Travel back in time to the late 1970s, back to a time when there's nary a Starbucks to be found anywhere, a time when good coffee is extremely hard to find, especially in the hinterlands. Sure, you can get a cup of espresso in places like North Beach in San Francisco or Little Italy in New York City, but if you are a constantly touring musician with a yen for good food and drink, you know as well as you know the highway that a non-greasy meal is not an easy thing to find, and most coffee served in American diners is so thin and weak you can read a newspaper through it.
Back then, Norton Buffalo was one such musician, playing a gig at the now-defunct Cabos, a nightclub in Chico that brought prominent blues and rock artists to town every weekend.

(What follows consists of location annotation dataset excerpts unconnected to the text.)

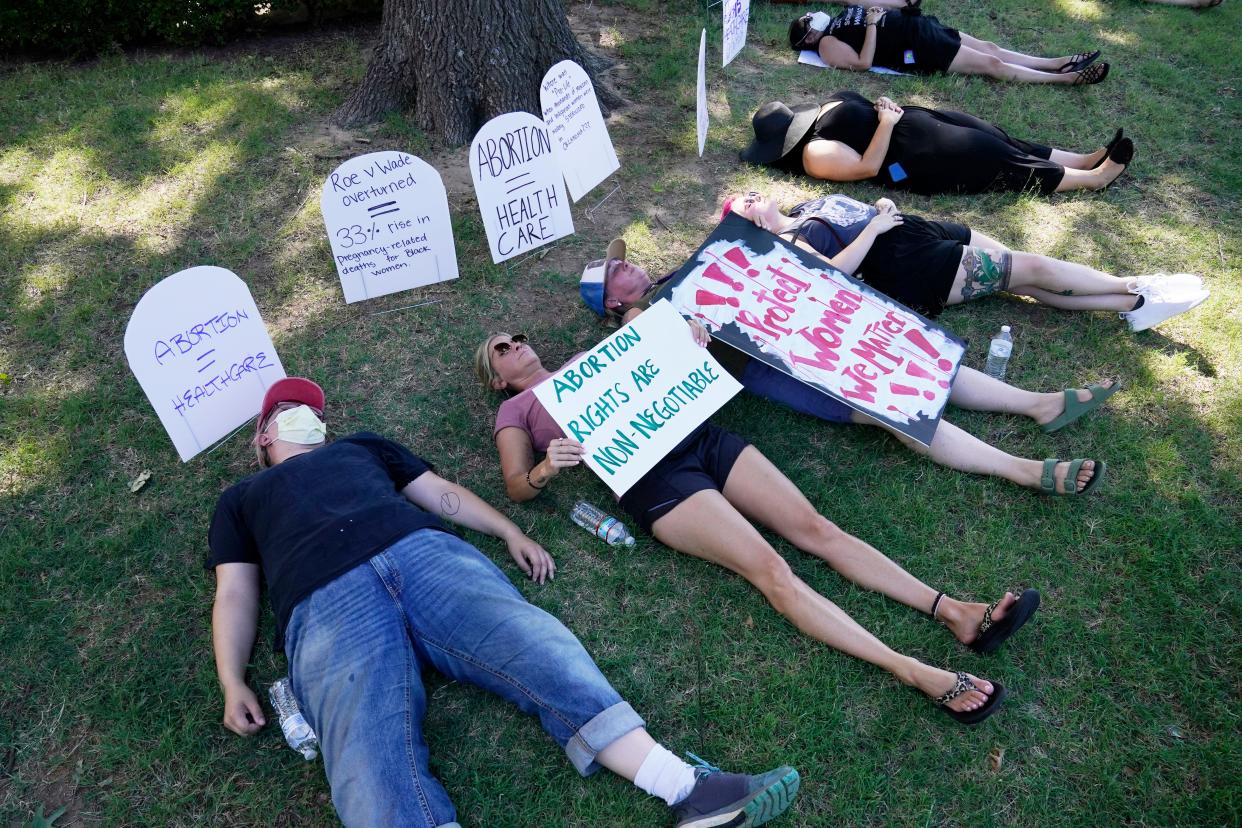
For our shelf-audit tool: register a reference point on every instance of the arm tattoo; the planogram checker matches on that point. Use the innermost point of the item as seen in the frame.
(450, 504)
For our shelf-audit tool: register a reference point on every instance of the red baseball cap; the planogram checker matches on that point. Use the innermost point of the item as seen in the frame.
(291, 389)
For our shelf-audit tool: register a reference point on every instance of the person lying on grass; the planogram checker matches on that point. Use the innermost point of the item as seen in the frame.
(928, 265)
(850, 138)
(907, 41)
(702, 498)
(620, 289)
(370, 587)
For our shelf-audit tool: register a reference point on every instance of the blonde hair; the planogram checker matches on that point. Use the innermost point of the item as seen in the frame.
(483, 369)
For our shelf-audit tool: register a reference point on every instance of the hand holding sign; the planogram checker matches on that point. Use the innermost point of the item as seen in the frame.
(388, 221)
(200, 350)
(521, 190)
(632, 397)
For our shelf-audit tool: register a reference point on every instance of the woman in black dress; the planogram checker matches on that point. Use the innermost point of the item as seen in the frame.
(906, 41)
(923, 150)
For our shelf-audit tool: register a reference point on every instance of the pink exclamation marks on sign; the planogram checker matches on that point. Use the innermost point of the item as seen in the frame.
(714, 272)
(914, 369)
(925, 346)
(740, 260)
(704, 298)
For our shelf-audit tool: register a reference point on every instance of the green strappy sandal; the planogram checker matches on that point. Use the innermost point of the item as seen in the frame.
(1076, 409)
(1048, 479)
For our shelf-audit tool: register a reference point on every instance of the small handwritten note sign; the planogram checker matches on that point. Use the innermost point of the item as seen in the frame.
(632, 397)
(519, 188)
(579, 138)
(388, 221)
(702, 119)
(793, 310)
(737, 20)
(199, 348)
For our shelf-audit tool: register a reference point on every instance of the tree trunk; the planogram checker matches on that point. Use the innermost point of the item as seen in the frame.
(457, 63)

For those who don't know him, Norton Buffalo is a harmonica virtuoso, a guy who had already been making his living as a performer for a half-dozen years or so, back in those days when he first came to play Chico one fine weekend, in that place that now houses Herreid's Music. Norton Buffalo is one of those Italian-Americans whose idea of la dolce vita begins with the notion of good food, and so good food and good coffee were on his mind that weekend almost from the moment he got to town.
"When I first met Angelo Lucido," he said, "I was playing at Cabos with my band, probably around 1979. Don DiBono, who owned Cabos, was a great friend of Angelo's, and he took many of his bands to Angelo's place for dinner. Angelo had one of his first restaurants down the street from the club on Park. It was a small place.

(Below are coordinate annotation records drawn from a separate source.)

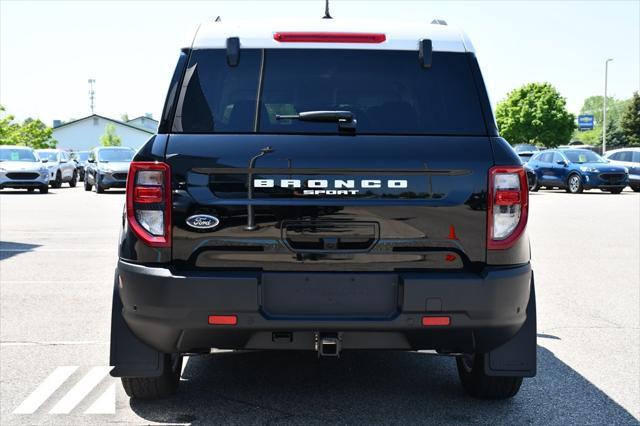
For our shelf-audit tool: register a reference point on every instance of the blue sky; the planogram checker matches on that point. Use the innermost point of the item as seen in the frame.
(49, 49)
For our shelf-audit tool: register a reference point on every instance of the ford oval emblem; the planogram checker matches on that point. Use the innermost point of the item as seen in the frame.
(203, 221)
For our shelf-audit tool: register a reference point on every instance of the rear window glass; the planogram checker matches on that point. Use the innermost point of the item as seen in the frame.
(387, 91)
(115, 155)
(17, 154)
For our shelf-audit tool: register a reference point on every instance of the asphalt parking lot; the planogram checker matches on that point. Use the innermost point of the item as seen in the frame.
(58, 252)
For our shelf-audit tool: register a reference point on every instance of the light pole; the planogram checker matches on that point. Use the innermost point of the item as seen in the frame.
(91, 92)
(604, 107)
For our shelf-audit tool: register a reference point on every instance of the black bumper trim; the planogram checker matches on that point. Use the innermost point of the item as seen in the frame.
(169, 311)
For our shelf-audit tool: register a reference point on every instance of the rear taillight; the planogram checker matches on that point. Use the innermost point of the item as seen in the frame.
(321, 37)
(149, 202)
(507, 206)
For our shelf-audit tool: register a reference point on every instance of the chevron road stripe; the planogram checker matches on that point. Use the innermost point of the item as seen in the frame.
(45, 390)
(80, 390)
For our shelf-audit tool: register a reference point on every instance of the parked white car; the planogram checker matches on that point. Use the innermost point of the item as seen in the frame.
(21, 168)
(61, 167)
(629, 158)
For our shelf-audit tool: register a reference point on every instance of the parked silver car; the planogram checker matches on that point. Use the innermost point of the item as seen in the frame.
(629, 158)
(61, 167)
(107, 167)
(20, 167)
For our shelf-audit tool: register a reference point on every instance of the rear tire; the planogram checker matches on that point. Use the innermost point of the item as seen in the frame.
(156, 387)
(479, 385)
(574, 184)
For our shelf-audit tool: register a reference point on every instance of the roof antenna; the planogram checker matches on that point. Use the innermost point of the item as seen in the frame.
(326, 10)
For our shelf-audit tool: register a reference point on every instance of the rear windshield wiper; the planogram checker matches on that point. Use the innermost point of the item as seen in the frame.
(345, 119)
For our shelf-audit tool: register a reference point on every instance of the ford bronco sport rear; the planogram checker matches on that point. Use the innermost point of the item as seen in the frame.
(326, 190)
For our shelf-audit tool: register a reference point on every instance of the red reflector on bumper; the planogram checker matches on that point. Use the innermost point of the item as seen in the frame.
(223, 319)
(435, 321)
(318, 37)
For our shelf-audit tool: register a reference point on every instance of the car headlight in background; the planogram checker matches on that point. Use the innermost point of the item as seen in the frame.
(588, 169)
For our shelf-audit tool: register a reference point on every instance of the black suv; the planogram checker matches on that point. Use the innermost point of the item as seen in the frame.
(325, 191)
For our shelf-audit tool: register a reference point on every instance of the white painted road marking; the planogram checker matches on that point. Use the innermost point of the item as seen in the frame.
(44, 391)
(80, 390)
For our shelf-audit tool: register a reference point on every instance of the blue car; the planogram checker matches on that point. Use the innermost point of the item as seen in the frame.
(576, 170)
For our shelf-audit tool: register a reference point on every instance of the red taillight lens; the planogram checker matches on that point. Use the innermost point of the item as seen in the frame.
(507, 206)
(436, 321)
(149, 202)
(320, 37)
(507, 197)
(146, 195)
(223, 319)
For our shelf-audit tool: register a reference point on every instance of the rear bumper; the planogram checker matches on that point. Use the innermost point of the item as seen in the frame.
(108, 181)
(170, 312)
(24, 184)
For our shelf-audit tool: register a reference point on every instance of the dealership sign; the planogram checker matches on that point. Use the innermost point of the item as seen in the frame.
(585, 122)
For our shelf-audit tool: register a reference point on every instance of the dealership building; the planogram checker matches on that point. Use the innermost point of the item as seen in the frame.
(84, 134)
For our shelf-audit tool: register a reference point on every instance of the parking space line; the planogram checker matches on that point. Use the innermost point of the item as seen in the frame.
(61, 282)
(56, 343)
(40, 250)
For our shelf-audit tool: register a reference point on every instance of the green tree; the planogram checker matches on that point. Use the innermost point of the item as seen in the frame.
(630, 121)
(7, 127)
(35, 134)
(615, 108)
(535, 113)
(32, 133)
(109, 138)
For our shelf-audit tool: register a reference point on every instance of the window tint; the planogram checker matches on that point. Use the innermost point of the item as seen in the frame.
(17, 154)
(388, 92)
(115, 155)
(49, 155)
(216, 97)
(546, 157)
(626, 156)
(583, 156)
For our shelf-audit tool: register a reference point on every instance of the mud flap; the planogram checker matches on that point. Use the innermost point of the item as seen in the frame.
(517, 357)
(129, 356)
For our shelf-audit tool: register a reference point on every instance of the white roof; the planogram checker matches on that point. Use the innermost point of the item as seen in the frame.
(399, 35)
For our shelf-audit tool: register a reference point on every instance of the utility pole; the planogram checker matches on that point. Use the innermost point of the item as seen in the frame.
(604, 107)
(91, 93)
(327, 15)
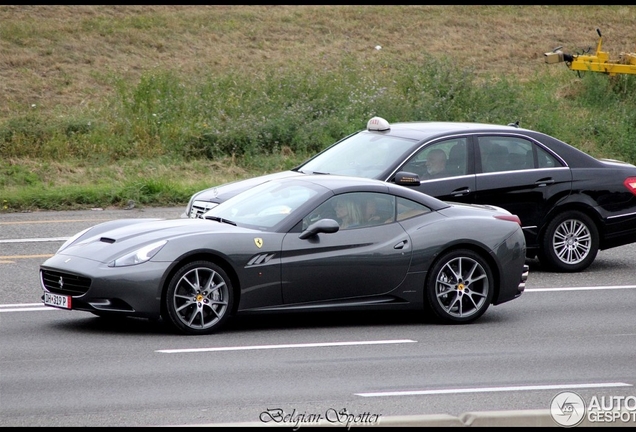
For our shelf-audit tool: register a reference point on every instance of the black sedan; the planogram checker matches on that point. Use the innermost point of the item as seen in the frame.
(297, 244)
(571, 205)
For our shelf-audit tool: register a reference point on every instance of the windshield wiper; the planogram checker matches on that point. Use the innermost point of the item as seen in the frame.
(220, 219)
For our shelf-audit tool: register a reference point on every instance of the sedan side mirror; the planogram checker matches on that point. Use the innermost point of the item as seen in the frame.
(405, 178)
(323, 225)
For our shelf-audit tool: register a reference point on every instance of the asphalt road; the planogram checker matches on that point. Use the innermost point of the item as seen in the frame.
(574, 332)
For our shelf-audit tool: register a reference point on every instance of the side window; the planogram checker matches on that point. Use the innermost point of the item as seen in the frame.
(407, 209)
(354, 210)
(441, 159)
(503, 153)
(378, 209)
(546, 160)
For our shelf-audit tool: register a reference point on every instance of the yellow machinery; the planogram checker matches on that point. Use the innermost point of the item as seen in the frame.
(598, 62)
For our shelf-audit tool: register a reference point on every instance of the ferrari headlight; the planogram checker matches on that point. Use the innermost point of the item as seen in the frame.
(139, 256)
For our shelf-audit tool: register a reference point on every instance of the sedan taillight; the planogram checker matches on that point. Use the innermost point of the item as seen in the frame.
(630, 183)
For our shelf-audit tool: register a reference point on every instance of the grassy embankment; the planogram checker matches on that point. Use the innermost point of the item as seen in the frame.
(106, 104)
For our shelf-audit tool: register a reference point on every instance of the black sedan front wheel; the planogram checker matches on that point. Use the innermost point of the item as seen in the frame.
(460, 287)
(199, 298)
(570, 242)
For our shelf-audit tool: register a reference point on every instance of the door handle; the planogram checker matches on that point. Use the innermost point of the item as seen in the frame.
(400, 245)
(460, 192)
(544, 182)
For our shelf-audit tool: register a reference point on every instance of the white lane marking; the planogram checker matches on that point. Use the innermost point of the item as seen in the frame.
(21, 307)
(493, 389)
(25, 307)
(34, 240)
(581, 288)
(310, 345)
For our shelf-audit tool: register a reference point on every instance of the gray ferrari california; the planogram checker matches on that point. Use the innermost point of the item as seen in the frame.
(305, 243)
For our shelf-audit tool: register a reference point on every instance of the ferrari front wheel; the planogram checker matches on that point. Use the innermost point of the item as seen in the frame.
(459, 287)
(199, 298)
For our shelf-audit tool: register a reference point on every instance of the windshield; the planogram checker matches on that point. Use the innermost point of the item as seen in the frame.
(364, 154)
(265, 205)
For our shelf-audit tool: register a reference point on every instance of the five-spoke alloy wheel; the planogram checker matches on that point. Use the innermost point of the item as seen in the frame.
(460, 287)
(199, 298)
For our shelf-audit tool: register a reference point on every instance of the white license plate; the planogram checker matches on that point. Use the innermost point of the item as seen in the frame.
(57, 300)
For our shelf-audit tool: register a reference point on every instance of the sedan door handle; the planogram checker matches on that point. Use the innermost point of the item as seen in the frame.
(400, 245)
(544, 182)
(460, 192)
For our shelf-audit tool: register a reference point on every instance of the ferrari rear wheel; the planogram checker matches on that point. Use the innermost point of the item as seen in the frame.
(199, 298)
(459, 287)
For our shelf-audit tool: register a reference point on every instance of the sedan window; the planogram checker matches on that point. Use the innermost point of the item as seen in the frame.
(505, 153)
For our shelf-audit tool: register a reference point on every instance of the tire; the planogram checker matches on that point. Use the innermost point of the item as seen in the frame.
(199, 298)
(570, 242)
(459, 287)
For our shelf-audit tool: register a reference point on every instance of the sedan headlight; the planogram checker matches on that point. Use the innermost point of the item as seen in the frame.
(139, 256)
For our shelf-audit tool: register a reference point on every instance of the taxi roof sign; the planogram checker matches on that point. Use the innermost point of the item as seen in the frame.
(378, 124)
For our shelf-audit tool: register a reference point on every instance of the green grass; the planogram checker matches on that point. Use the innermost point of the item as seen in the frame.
(112, 131)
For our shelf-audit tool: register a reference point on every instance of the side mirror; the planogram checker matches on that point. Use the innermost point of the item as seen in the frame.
(323, 225)
(405, 178)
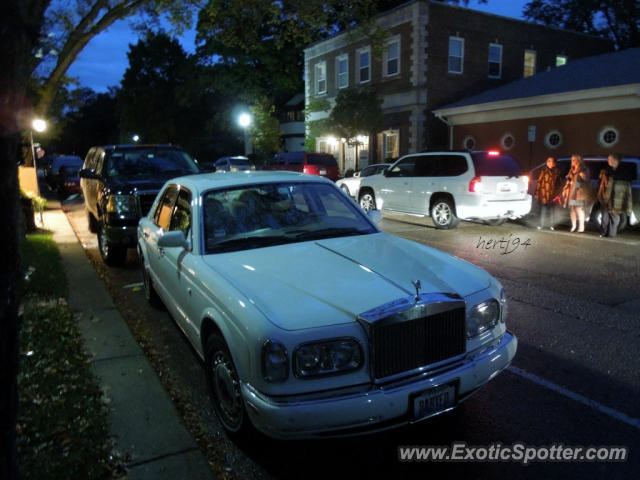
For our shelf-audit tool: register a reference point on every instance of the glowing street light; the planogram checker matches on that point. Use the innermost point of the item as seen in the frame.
(244, 120)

"Angelo and I and his brother, Vince, just hit it off. Those guys have 'big' Sicilian personalities. And there was all that great food. So we always made a point of going to his restaurant whenever we came to Chico, even the first few times I was playing at the Sierra Nevada Brewery.

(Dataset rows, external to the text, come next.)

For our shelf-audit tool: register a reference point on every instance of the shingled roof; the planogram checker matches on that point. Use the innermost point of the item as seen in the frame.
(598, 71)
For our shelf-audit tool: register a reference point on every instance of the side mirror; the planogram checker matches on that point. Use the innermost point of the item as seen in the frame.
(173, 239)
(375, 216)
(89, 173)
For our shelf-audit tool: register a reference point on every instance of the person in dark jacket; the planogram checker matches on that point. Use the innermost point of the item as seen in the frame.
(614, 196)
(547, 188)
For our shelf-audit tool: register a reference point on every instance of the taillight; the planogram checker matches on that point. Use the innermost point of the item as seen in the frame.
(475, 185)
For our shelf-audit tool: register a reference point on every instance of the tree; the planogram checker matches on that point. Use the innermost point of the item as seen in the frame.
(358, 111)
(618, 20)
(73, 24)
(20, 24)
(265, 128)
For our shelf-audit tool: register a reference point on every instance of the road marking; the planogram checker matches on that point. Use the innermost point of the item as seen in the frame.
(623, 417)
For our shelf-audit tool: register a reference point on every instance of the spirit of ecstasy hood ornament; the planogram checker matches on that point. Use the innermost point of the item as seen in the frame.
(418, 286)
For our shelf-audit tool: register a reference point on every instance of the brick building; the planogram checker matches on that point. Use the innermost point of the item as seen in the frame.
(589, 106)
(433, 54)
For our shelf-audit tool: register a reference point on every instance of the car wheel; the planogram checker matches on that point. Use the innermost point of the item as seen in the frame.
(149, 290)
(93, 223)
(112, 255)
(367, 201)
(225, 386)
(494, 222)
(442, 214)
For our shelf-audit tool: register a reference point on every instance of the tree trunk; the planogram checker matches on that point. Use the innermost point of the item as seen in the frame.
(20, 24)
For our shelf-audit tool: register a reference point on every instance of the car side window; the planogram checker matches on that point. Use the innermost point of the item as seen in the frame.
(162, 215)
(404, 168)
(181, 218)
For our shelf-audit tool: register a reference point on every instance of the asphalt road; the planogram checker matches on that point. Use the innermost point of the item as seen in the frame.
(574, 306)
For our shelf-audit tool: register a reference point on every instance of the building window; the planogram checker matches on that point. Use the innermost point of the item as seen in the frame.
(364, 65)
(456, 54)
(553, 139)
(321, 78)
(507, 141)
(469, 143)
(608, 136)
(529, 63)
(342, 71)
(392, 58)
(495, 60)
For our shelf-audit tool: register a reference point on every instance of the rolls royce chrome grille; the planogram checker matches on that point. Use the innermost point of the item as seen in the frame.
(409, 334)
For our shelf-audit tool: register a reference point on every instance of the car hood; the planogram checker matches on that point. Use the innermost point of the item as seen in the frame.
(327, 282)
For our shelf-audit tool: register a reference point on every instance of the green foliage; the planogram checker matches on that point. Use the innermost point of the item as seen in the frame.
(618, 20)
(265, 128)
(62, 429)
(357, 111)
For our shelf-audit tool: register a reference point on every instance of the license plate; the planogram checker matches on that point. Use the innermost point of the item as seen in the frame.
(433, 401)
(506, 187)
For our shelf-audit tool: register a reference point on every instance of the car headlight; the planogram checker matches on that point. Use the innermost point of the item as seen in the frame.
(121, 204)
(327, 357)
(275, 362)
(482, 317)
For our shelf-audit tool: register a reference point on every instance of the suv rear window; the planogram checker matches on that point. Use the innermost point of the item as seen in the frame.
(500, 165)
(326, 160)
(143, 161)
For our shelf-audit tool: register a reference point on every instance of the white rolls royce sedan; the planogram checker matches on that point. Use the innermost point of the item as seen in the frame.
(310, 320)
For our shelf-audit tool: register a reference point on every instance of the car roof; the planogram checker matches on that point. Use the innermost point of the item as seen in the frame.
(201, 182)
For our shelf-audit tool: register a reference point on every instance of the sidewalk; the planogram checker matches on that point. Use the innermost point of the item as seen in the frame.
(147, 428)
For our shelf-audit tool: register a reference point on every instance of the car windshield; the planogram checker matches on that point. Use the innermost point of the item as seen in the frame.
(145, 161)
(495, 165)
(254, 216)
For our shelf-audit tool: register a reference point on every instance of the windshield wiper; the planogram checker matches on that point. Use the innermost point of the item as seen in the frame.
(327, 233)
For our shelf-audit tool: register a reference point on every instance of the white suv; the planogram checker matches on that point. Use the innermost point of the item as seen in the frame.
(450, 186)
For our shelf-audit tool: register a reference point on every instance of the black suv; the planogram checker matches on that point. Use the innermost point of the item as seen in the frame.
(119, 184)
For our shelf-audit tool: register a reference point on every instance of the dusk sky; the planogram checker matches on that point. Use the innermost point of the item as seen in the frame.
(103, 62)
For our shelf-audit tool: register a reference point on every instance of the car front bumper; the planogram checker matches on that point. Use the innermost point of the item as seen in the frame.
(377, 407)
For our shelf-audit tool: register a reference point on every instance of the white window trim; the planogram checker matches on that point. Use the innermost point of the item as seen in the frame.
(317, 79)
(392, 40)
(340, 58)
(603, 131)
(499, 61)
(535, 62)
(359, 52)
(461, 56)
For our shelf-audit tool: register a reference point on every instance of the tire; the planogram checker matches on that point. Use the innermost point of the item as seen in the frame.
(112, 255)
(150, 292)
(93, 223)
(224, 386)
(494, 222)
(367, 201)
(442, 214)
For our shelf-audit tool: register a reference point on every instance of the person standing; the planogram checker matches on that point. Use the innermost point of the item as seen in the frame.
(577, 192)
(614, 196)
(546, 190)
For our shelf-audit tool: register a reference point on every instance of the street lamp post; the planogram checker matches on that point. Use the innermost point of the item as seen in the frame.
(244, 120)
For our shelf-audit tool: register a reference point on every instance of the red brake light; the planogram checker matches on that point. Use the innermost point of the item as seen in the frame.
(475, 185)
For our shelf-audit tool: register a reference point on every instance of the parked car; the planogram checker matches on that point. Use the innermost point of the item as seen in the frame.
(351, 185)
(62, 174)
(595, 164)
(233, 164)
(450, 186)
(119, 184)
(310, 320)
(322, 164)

"I especially loved the big place he later opened on Park [where the ARC of Butte County now has its offices]. I would hang out in the kitchen and get him to show me how to make some of the dishes. His brother, Vince, even jammed with my band up on stage a couple times."
That was then.
Flash forward some 30 years and, after being out of the restaurant business for more than a decade, Lucido is back with a new establishment over on Nord Avenue, a place he calls Cucina Trinacria.